Navy installing first CANES system

The Navy’s next-generation shipboard tactical computing system is expected to set sail in the spring aboard a San Diego-based destroyer, the first of 23 ships scheduled to receive the system in an initial deployment.

Strategic report

Navy personnel on Arleigh Burke-class guided-missile destroyer USS Milius discuss blueprints for the Consolidated Afloat Networks and Enterprise Services program.

The Navy’s next-generation shipboard tactical computing system is expected to set sail in the spring aboard a San Diego-based destroyer, the first of 23 ships scheduled to receive the system in an initial deployment.

Installation of the Consolidated Afloat Networks and Enterprise Services (CANES) system aboard the U.S.S. Milius began Dec. 17 and is expected to take 18 weeks, Navy officials said. At least seven other vessels are slated to have CANES installed by October, with the balance installed in fiscal 2014.

Northrop Grumman Information Systems is handling the initial shipboard installations under a $638 million contract awarded in February 2012. A full-scale production decision is expected by the end of fiscal 2014, which would lead to the new system being aboard 192 vessels by 2020, officials said.

The process of installing CANES, which replaces five legacy networks and greatly enhances information security, had been delayed in part by ongoing wrangling over the federal budget.

CANES program managers hope the continuing crisis won’t further delay the process. A last-minute deal delayed the $500 billion in automatic cuts to Pentagon spending that were to take effect Jan. 2, but only for two months, and the department is operating through the first months of fiscal 2013 under a continuing resolution that runs out in March.

Navy Secretary Ray Mabus warned on Jan. 13 that IT spending and spending on future operations would be reduced unless a more permanent solution to the budget crisis is found before the “fiscal cliff” is reached.

“Obviously we’re a little concerned with the fiscal cliff and what that could do to funding,” said Michael R. Twyman, defense systems division vice president and general manager for Northrop Grumman Information Systems.

CANES is being developed in tandem with a new shore-based IT system, the Next Generation Enterprise Network (NGEN), as part of the Navy’s plan to have an integrated computing environment in place by 2016.

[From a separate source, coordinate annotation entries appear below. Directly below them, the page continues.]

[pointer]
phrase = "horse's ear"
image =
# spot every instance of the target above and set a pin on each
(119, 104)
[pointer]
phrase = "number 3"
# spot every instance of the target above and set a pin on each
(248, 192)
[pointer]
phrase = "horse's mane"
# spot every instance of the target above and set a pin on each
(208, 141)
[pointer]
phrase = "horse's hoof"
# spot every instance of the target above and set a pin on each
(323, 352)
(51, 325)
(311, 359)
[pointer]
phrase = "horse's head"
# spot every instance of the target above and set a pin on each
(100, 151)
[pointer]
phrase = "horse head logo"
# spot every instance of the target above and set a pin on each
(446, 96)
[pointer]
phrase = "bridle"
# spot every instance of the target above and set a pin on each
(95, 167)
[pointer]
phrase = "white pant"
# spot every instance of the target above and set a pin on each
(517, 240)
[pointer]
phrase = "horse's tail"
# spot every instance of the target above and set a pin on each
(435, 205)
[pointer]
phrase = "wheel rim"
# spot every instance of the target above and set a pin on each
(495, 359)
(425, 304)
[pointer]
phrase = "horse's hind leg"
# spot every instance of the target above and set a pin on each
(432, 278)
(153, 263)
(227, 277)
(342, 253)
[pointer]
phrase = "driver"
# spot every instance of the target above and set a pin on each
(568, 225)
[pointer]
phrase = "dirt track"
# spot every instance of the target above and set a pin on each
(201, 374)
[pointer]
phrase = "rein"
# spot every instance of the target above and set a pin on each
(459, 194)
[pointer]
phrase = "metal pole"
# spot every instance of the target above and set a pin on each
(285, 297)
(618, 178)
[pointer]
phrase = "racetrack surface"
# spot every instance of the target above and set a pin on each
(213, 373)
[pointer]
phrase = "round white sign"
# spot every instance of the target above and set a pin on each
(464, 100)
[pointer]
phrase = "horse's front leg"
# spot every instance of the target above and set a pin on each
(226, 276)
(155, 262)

It’s “a major upgrade to the network and the computing capability” aboard Navy ships and “is being developed to the very highest levels of [information assurance] requirements,” Twyman said.

As such, there’s some urgency to increase the pace of installations , since the legacy networks are no longer capable of handling increased shipboard bandwidth requirements and can’t provide adequate cyber security in today’s high-threat environment, Capt. D.J. LeGoff, the Navy’s CANES program manager, told reporters in a Dec. 21 conference call.

“We’re trying to get those platforms that have the oldest and most problematic networks replaced first,” he said.

The installations are being scheduled to coincide with regular maintenance availabilities for the U.S.S. Milius and other targeted ships so as not to further delay them from being available for deployment, LeGoff said. He added that officials hope to find ways of accelerating the process further.

“We’re going to look at every avenue we can to shorten availabilities and get to more ships faster,” said Rear Adm. Jerry Burroughs, the Navy’s program executive officer for command, control, communications, computers and intelligence.

Connectivity aboard Navy ships around the world is provided by the Commercial Broadband Satellite Program, which provides increased broadband access to handle the increased networking capabilities. Intelsat General manages the program, now in the third year of a five-year, $543 million contract.